I wish you and your loved ones a wonderful new year.

Stephen Pentz said...

Mr. Parker: Thank you very much for your kind words.

Ah, well, "turmoil and ugliness and derangement" are the way of the world (and of human nature), aren't they? Past, present, and future. But, as you say, so are beauty and truth. So it is in "the vale of Soul-making."
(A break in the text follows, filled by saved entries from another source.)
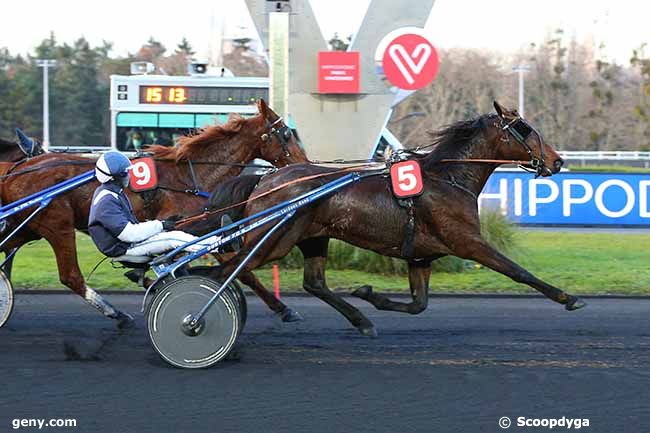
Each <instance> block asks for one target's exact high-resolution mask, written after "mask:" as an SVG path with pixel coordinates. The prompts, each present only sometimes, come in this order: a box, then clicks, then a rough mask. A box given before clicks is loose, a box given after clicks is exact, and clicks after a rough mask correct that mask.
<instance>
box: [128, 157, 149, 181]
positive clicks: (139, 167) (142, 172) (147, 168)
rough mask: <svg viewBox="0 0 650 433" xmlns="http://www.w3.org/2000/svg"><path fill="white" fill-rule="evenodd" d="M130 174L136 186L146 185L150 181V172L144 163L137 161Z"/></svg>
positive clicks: (139, 161) (135, 163) (148, 168)
mask: <svg viewBox="0 0 650 433" xmlns="http://www.w3.org/2000/svg"><path fill="white" fill-rule="evenodd" d="M131 173H132V174H133V177H134V178H135V183H136V184H137V185H146V184H148V183H149V181H150V180H151V170H149V166H148V165H147V163H146V162H142V161H139V162H136V163H135V164H133V168H132V169H131Z"/></svg>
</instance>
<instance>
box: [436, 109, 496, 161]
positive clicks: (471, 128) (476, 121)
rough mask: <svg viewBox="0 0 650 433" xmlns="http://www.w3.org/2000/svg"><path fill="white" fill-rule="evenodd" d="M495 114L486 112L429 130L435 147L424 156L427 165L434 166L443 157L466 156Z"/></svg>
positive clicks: (459, 157) (457, 157) (493, 116)
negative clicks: (470, 148) (474, 116)
mask: <svg viewBox="0 0 650 433" xmlns="http://www.w3.org/2000/svg"><path fill="white" fill-rule="evenodd" d="M494 116H495V115H494V114H484V115H482V116H479V117H475V118H473V119H469V120H461V121H459V122H456V123H452V124H450V125H446V126H443V127H442V128H441V129H438V130H436V131H429V132H428V134H429V136H430V137H431V139H432V142H431V145H432V146H433V149H432V150H431V152H430V153H429V154H428V155H427V156H425V157H424V159H425V160H426V165H427V166H432V165H433V164H436V163H437V162H438V161H440V160H441V159H463V158H464V157H466V156H467V153H468V152H469V151H470V150H471V149H470V144H471V143H472V142H473V141H474V138H475V137H476V136H477V135H478V134H479V133H480V132H481V131H483V130H484V129H485V127H486V125H488V120H489V119H491V118H492V117H494ZM443 166H444V165H443Z"/></svg>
Happy New Year to you as well. As always, thank you for stopping by, and for sharing your thoughts.

Stephen Pentz said...

Nigel PJ: It's a pleasure to hear from you again. Thank you very much for your kind words. Happy New Year to you, and all the best in the coming year.

Stephen Pentz said...

Sam Vega: That is indeed a wonderful coincidence! I can only imagine your surprise at seeing the painting. Over the years, a few readers from the UK have noted personal connections with some of the paintings that have appeared here, but you living "about two hundred yards over the brow of that hill" takes the prize for coincidence. (Or is it synchronicity?) Whenever I look at that painting, I imagine walking into it. And now I learn that you live there. I'm happy to hear that (apart from the vanished windmill) the view has not changed a great deal. "O lovely England." (To quote the title of a poem by Walter de la Mare, whose poetry I have been revisiting again the past few weeks.)
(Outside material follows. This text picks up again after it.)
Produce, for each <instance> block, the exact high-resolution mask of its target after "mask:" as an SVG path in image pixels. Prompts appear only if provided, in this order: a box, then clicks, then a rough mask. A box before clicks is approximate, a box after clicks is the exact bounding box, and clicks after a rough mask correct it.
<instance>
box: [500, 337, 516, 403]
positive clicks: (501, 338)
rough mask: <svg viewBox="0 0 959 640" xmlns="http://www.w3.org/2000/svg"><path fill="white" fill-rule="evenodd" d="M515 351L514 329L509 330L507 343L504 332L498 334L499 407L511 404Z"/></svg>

Yes, life is "shot through with all sorts of coincidences," isn't it? At this stage in my time on earth, I lean toward the view that life is governed more by chance and coincidence than planning and intent. Marcus Aurelius continually reminds us about Fate and the will of the gods, and I used to look askance at those passages in The Meditations. Now, not so much.
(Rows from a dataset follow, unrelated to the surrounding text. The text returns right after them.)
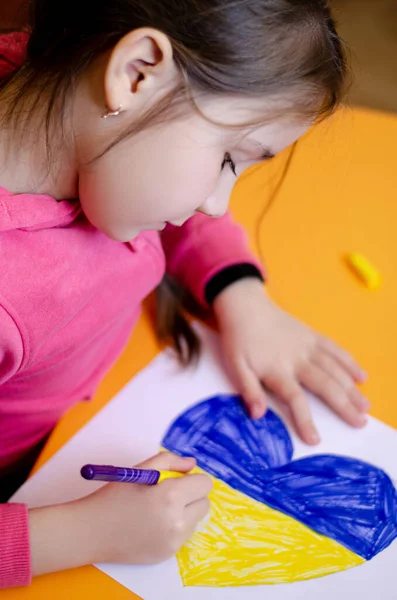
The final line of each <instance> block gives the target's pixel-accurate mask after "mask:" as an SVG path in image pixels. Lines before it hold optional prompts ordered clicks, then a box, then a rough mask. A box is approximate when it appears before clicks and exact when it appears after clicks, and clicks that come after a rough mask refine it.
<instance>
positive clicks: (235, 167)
mask: <svg viewBox="0 0 397 600" xmlns="http://www.w3.org/2000/svg"><path fill="white" fill-rule="evenodd" d="M226 165H229V167H230V169H231V170H232V173H233V175H235V176H236V177H237V173H236V165H235V163H234V162H233V160H232V157H231V156H230V154H229V153H228V152H227V153H226V154H225V158H224V159H223V163H222V167H221V171H223V169H224V168H225V166H226Z"/></svg>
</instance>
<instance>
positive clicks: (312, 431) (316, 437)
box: [305, 425, 321, 446]
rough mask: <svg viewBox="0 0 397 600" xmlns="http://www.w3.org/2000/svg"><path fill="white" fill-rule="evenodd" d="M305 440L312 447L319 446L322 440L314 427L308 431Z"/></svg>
mask: <svg viewBox="0 0 397 600" xmlns="http://www.w3.org/2000/svg"><path fill="white" fill-rule="evenodd" d="M305 438H306V440H307V443H308V444H310V445H313V446H314V445H317V444H319V443H320V441H321V438H320V436H319V434H318V431H317V429H315V428H314V427H313V426H311V425H309V426H308V427H307V429H306V435H305Z"/></svg>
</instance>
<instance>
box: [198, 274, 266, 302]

Happy New Year to you as well. As always, thank you very much for visiting. You are certainly among the long-time "loyal band of readers" (mentioned by Mr. Floyd above) for whom I am deeply grateful.

Stephen Pentz said...

Nige: It's very nice to hear from you again. Thank you very much for your kind words. Happy New Year to you as well. I wish you and your loved ones all the best in the coming year.

John Ashton said...

Stephen, Echoing what has already been so eloquently said, may I add my own thanks for the poems, paintings,your own words and thoughts and the comments of other's who visit too.
Over the years since I discovered your blog I have been prompted to return to many poets and writers I had neglected for too long and to discover other's entirely new to me. Thank you and may I wish you a Happy and Peaceful New Year.

Stephen Pentz said...

John: Thank you very much for your kind thoughts. I greatly value your long-time presence here, both as a reader and as a commenter. Your continuing support means a great deal to me. As far as me prompting you to return to, or introducing you to, poets and writers, the sharing has gone both ways: you have sent me back to many old favorites and introduced me to many new names, for which I thank you.

Happy New Year to you as well, and I look forward to further conversations and further sharing in the coming year.